In a nutshell:

  • Paid sick time is on the national agenda and likely to gain prominence in 2019.
  • Last year, Michigan became 11th state to enact a paid sick time law.
  • Michigan’s law, originally approved as citizen-initiated petition, was adopted and later amended during the same legislative session to align with similar laws in other states.
  • The controversy over modifying the original law during lame duck may lead to lawsuits, a referendum, or another ballot drive.

Issues around workplace fairness – paid sick time, minimum wage increases, laws barring pregnancy discrimination – have been hot nationally and it looks like further attention will be given to them in 2019. Michigan enacted new laws related to paid sick time and minimum wage late in 2018, and while the ink is barely dry, they are poised to be the center of further public debate.  

Enacted in September, amended in December

A citizen-initiated law was enacted by the legislature in September to avoid it going on the ballot as proposed. As originally passed, it provided generous benefits to almost all Michigan workers. The law provided up to 72 hours of paid sick time a year; small businesses with fewer than 10 employees were required to provide 40 hours paid and 32 hours unpaid time. It also defined family members broadly and allowed paid sick time to be used for many purposes, including health care, school meetings, and closures due to public health emergencies.

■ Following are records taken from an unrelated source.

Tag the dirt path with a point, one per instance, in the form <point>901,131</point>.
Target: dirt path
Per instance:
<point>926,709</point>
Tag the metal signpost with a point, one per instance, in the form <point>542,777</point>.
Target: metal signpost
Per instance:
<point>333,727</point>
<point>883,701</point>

The law was enacted by a Republican-led legislature at the urging of the business community with the unstated intent to amend many of its provisions during the lame duck legislative session – that post-election time during which many legislators are voting in their last days as elected officials.

The amended law, signed by Governor Snyder before leaving office, allows employees to accrue one hour of sick time for every 35 hours worked up to 40 hours total. As amended, the law exempts employers with fewer than 50 employees and provides additional exemptions (e.g., individuals exempt from overtime requirements, etc.). It also does not include domestic partners as family members and disallows school meetings as an allowable use of paid sick time.

Now how does the law compare with others?

Michigan is the 11th state with a paid sick time law on the books. Most other states cap paid sick time at 24 to 40 hours and exempt more types of employees than Michigan’s original law. Some states also placed more restrictions on the uses of paid sick time.

The amended law brings Michigan’s more in line with others in both hours granted and exemptions. About half of the state laws allow benefits for domestic partners.   

What’s in store – another ballot drive?

Progressive groups say that lawmakers gutted the original law and have undermined the spirit of the initiative by limiting its benefits. MI Time to Care, the group behind the 2018 petition drive, recently filed a petition to launch a 2020 ballot drive to possibly bring the issue back to the ballot. If that occurs, Michigan will join Maine, which already has a paid sick leave initiative slated for the ballot in 2019.

Another option being considered by supporters is pursuing a voter referendum on the amended law. A referendum effort would require supporters to gather signatures from registered voters equal to five percent of the number of votes cast for governor in the last election. This is not a minor task. The 2018 election saw high voter turnout, meaning that 212,530 signatures would be required.

If supporters gather enough signatures, the newly amended laws would be suspended until they can be voted on at the 2020 election. This means the original citizen-initiated law would be enacted until the referendum; the results of which would determine which version of the paid sick time law would ultimately take effect.

Supporters of the original law are also considering legal options, mostly focused on the legality of the adopt-and-amend strategy. A 1964 Attorney General opinion argued that the legislature cannot adopt and amend citizen initiatives in the same legislative session. The new legislative session brings a new governor and legislators, and waiting would have made the law harder to amend. However, the outgoing attorney general, Bill Schuette, opined that no such prohibition exists and the legislature was within its rights to adopt and amend citizen initiatives in the same legislative session.

Who is correct? Time, and possibly the courts, may tell. While these attorney general opinions are binding, they can be overturned by the courts.